Friday, November 8, 2013

Orpheus' Lyre

Charles II

The next Catacoustic concert will continue a tour of 17th-century England that we began last spring.  You may remember the concert in Terrace Park of music by John Dowland, and how in peaceful 1607 he could comfortably compose music of gorgeous longing and transcendent melancholy.  But what happened next?  The Tudors gave way to the Stuarts, the Stuarts thoroughly alienated themselves from their people, and so began the English Civil War.  The appalling story of this catastrophic war which was fought between 1642 and 1651, but whose tensions began many years before and whose fallout lasted decades after, must be told elsewhere; for now let us reduce all the facts to this one: almost one million people died in England, Scotland, and Ireland, out of a population of 7.5 million.

Oliver Cromwell
 But the music didn’t stop.  We live in wartime ourselves—we know that the need for self-expression becomes greater, if anything, in times of stress.  England produced many great composers during these benighted decades, and it is their music we will hear December 7.  Our tour of this tragic century in England will conclude in April with a concert dedicated entirely to the music of William Lawes, the soldier-composer.  

If peacetime gave us beautiful melancholic music, what did wartime produce?  Adrenaline and the sense that each day could be one’s last gave the music energy and made the composers bold.  Born of turbulent times, the music was experimental, even avant-garde for the day.  Some of it was light-hearted and comic, to suit people seeking an hour’s relief from their distressing daily lives.  An example of this is The Twelve Wonders of the World, a set of satirical songs based on stock characters by John Maynard, c 1577-1633.  Maynard’s fluffy satires were nevertheless ahead of their time in their instrumental arrangements.  

Christopher Simpson
Christopher Simpson, 1602-1669, on the other hand, was a dedicated teacher, and wrote the most important instructional books for viol ever—they are still used by students today, 350 years after their publication.  But Simpson’s outwardly dull books, with titles like A Compendium of Practical Musick, were actually filled with virtuosic pieces, startling in their creativity.  John Jenkins, 1592-1678, was an industrious, religious man, who fled to the countryside during the war, where he taught and composed prolifically for the viol.  The Oxford Companion to Music has this to say about this sober,
conventional man: “The best of his music is distinguished by its lyrical invention, emotional intensity, and adventurous tonal schemes, and his first-hand knowledge of the viol allowed him to exploit its expressive and technical capabilities to the full.”

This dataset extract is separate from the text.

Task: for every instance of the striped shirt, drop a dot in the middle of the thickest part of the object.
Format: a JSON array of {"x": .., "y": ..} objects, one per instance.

Some of these composers were pro-Parliament, some of them were Royalists. Some wrote light music, others more serious.  But what all
these men had in common was that they sojourned in cataclysm, and
tried to make sense of their experiences through vibrant,
ground-breaking music. 

Which brings us to the lyra viol.  This is an odd little off-shoot of the viol family, a chordal instrument in a family of melody-makers.  Part viol, part lirone, it is capable of playing both a tune and its accompanying chords.  Music for it is written not on the staff, but in tablature.  Strings are often retuned to create the harmonic combinations they were looking for.  (Remember Jenkins’ “adventurous tonal schemes”?)  The resulting sound is warm, complex, and rich beyond all expectation—an entire orchestra speaking in one voice.

Lyra Viol
Lyra viol was popular 300 years ago, especially in England. Perhaps an anomalous instrument was necessary to describe a world gone mad.  But very few people today have taken it up.  The music you will hear at this concert, therefore, is very rarely performed, and is far outside the mainstream of Baroque viol music. An ensemble of extraordinary musicians, viols, lutes, and voices, will assemble at the beautiful Indian Hill Church to take us to another place and time, not so  different from our own. 

7:30pm Saturday, December 7, 2013
Indian Hill Church, 6000 Drake Road, Cincinnati (Indian Hill), OH  45243
Ample parking is available in church parking lot.